Austrian physicist (1891-1957)

Arthur March (23 February 1891 – 17 April 1957) was an Austrian physicist.

From 1909, he studied mathematics and physics at the University of Innsbruck, the Ludwig-Maximilians-Universität München, and the University of Vienna, obtaining his doctorate in 1913. In 1917, he obtained his habilitation, and in 1928 became an associate professor at the University of Innsbruck. From 1934 to 1936, he was a visiting professor at the University of Oxford, afterwards returning to the University of Innsbruck as a full professor of theoretical physics.

March is known for his research in the field of quantum mechanics. One of his more intriguing projects involved finding the smallest space-time distance.

== Personal life ==
Arthur March married Hildegunde March.
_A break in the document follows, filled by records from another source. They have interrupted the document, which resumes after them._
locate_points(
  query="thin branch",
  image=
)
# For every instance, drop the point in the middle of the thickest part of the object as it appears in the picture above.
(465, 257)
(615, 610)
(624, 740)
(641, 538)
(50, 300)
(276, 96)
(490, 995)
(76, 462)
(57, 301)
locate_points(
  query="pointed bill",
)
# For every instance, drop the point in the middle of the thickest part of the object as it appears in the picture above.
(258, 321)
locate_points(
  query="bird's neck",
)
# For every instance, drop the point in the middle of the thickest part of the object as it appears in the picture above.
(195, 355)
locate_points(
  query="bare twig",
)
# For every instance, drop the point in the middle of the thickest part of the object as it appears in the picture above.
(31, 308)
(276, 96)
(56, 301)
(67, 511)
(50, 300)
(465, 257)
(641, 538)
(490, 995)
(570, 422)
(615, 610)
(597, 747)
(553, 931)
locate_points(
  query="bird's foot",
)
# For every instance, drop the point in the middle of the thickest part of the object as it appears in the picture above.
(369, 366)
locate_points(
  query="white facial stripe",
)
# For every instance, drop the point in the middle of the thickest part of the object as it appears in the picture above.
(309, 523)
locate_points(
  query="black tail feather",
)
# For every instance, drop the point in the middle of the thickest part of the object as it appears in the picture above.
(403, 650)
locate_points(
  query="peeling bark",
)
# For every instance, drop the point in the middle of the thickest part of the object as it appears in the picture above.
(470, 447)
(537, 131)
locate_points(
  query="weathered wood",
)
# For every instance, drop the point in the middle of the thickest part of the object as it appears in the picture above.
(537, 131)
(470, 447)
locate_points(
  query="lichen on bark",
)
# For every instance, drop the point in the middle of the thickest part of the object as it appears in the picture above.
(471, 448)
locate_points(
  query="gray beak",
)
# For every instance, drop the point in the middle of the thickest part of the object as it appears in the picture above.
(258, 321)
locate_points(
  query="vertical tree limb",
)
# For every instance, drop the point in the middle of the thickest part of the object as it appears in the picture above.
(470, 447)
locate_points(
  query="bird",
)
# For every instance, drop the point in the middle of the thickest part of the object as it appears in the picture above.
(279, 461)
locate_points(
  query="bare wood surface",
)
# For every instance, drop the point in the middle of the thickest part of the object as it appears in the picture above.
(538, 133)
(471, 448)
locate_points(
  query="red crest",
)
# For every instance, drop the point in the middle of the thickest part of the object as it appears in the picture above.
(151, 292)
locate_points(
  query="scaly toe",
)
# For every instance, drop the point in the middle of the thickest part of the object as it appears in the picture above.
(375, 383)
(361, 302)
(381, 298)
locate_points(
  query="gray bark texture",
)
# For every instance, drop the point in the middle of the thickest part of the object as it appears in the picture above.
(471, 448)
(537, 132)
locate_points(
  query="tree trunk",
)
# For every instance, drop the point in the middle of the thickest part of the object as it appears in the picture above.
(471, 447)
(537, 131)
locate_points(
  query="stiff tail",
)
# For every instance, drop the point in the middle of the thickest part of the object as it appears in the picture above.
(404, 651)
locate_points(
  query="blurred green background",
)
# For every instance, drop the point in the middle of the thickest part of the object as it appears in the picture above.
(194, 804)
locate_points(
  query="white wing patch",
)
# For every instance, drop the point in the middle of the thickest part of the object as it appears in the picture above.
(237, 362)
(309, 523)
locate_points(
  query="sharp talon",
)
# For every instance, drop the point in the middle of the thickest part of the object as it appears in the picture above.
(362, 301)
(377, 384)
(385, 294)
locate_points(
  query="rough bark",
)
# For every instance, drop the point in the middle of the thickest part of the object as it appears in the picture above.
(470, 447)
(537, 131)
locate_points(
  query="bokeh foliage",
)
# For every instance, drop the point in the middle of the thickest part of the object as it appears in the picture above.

He was also friend with Erwin Schrödinger, who had an affair and ended up having a daughter with March's wife.

== Written works ==
- Theorie der Strahlung und der Quanten, 1919 - Theory of radiation and quantum.
- Die Grundlagen der Quantenmechanik, 1931 - The foundation of quantum mechanics.
- Einführung in die moderne Atomphysik, 1933 - Introduction to modern atomic physics.
- Der Weg des Universums, Bern 1948.
- Natur und Erkenntnis in der Konstruktion des heutigen Physikers, 1948.
- "Quantum mechanics of particles and wave fields", 1951.
- "The new world of physics", 1962 (with Ira M. Freeman); based on Das neue Denken der modernen Physik, 1957, (second edition- 1967).